Aun así, el enfoque general provisional también podría ser el resultado de una división emergente en las altas filas demócratas sobre cuán preocupado debería estar Biden. La opinión predominante es similar a la resumida por John Della Volpe, director de la encuesta de Harvard y asesor de Biden en 2020. “Para mí, la conclusión principal es que esta cuestión es similar al clima: entre los jóvenes, para los candidatos incluso considerarían votar a favor, es necesario que haya reconocimiento y simpatía por los civiles inocentes, ya sean los 30 mil en Palestina o las víctimas secuestradas y otros civiles en Israel. Eso es lo más importante”, dijo, sugiriendo que Biden estaba cumpliendo con esa marca.

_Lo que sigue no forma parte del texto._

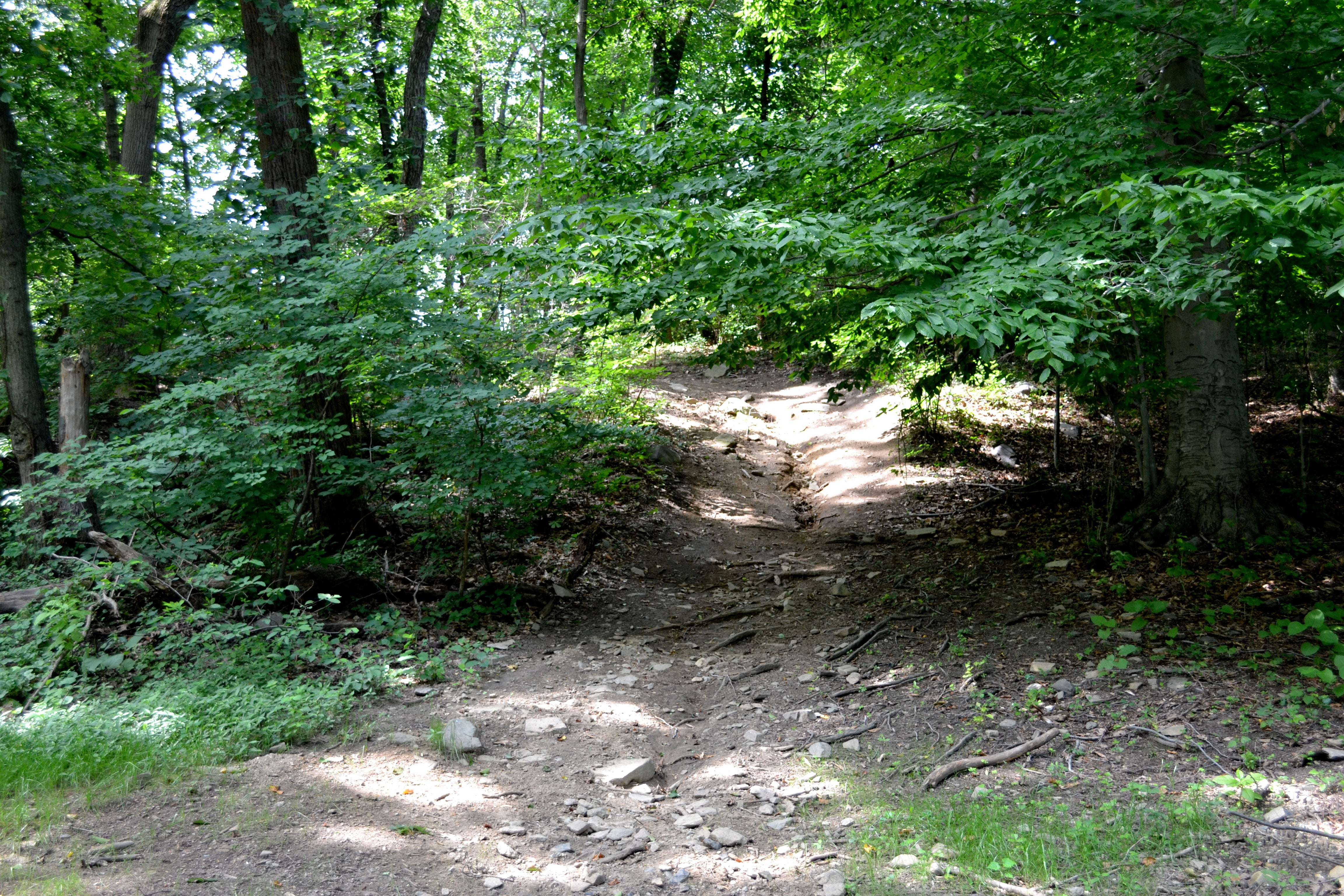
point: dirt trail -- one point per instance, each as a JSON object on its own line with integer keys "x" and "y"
{"x": 802, "y": 516}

Otros no están tan seguros. Los defensores de este punto de vista no dudan de las conclusiones de Harvard de que Gaza está lejos de encabezar la lista de prioridades de la mayoría de los votantes jóvenes, pero les preocupa que sea la preocupación que anima a los votantes jóvenes específicos que se están alejando del propio Biden incluso cuando dicen que apoyan a los demócratas. “Esta es una especie de tierra clásica de Biden, donde dices: ‘No te preocupes, todo se solucionará solo’”, dice un demócrata de alto rango que conoce a Biden desde hace años. “¡Muchas veces es así! Excepto que es muy difícil llegar a los jóvenes y comunicarse con ellos, y no estoy seguro de que les importe un carajo en este momento” la presión de Biden sobre Netanyahu. “La manera de Biden es simplemente descartarlo. Yo digo que lo desestimes bajo tu propia responsabilidad”.

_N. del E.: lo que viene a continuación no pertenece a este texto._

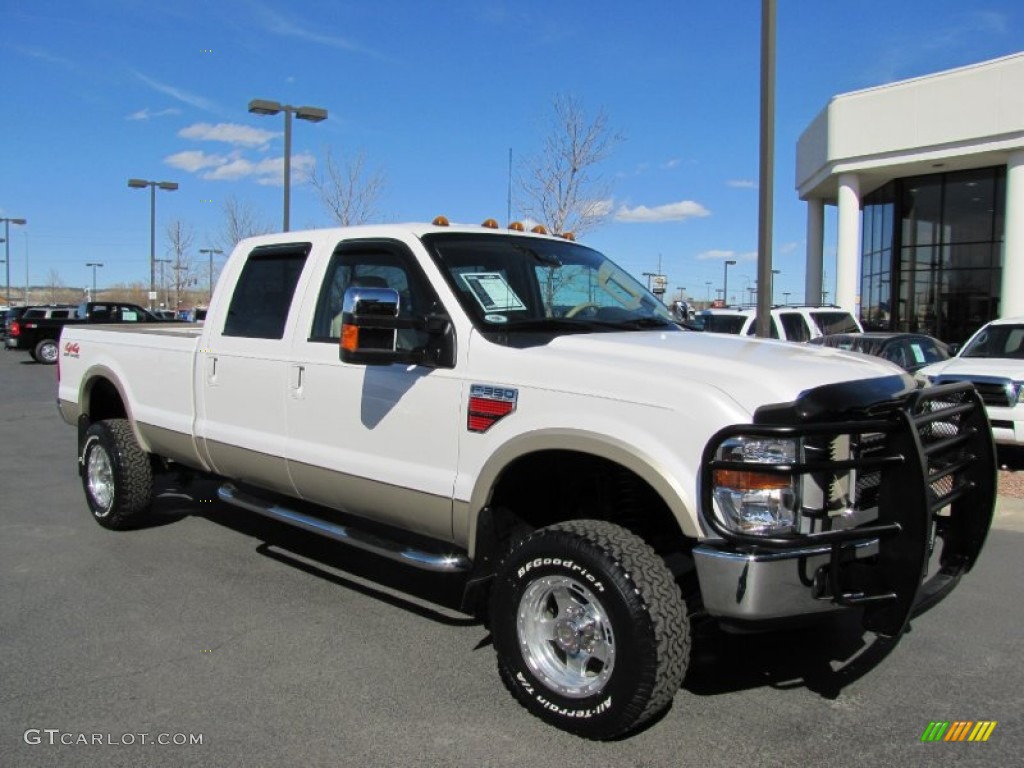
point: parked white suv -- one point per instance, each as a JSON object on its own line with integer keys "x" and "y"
{"x": 787, "y": 323}
{"x": 992, "y": 359}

En las conversaciones con los aliados de Biden, no es raro escuchar una nota final de optimismo cauteloso incluso sobre algunos de los manifestantes. Algunos tienen la esperanza de que se pueda alcanzar un alto el fuego antes de noviembre, o incluso antes de la convención de este verano en Chicago (donde, en 1968, los manifestantes se enfrentaron con la policía). El sentimiento en torno a la guerra aún podría cambiar. “Podría cambiar en un punto”, dice Della Volpe. “Si se negocia un acuerdo de paz, entonces Biden podría disfrutar de un merecido impulso”. No fue una predicción, pero no hay que retroceder hasta 1968 para saber cuánto puede cambiar en los últimos seis meses de una elección.

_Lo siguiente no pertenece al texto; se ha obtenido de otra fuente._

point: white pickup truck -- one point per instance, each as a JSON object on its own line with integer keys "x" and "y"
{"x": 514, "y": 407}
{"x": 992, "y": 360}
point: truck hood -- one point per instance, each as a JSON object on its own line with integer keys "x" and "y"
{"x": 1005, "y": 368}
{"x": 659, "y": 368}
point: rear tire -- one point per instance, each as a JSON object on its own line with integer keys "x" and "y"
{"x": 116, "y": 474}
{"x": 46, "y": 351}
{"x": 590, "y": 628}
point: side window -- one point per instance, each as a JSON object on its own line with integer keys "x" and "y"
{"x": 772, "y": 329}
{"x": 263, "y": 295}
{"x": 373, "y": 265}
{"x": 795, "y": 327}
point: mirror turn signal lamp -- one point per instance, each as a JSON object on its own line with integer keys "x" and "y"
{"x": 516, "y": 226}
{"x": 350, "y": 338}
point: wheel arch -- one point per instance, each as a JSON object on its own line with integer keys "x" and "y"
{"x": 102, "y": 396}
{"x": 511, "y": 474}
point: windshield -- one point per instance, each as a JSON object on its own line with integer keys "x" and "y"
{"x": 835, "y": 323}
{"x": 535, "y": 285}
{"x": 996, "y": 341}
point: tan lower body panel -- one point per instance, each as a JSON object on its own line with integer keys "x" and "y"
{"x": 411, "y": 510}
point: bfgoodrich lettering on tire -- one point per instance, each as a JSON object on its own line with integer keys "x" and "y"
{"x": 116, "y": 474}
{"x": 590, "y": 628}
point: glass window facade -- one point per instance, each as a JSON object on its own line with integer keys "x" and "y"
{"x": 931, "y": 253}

En público, Biden se ha mostrado imperturbable incluso cuando ha dejado claro su punto de vista en las últimas semanas de reuniones con críticos de su enfoque en Gaza, incluida una reunión tranquila en la Oficina Oval hace dos semanas con Bernie Sanders y Ocasio-Cortez. (Nadie alineado con ninguno de ellos dirá una palabra sobre lo que se discutió, excepto que Biden los escuchó. Antes de reunirse, Biden dijo de la congresista: “Hace mucho tiempo aprendí a escuchar a ese señor”). El jueves, al abandonar el atril, si las protestas le habían dado motivos para repensar sus políticas sobre la guerra, Biden respondió simplemente “no”.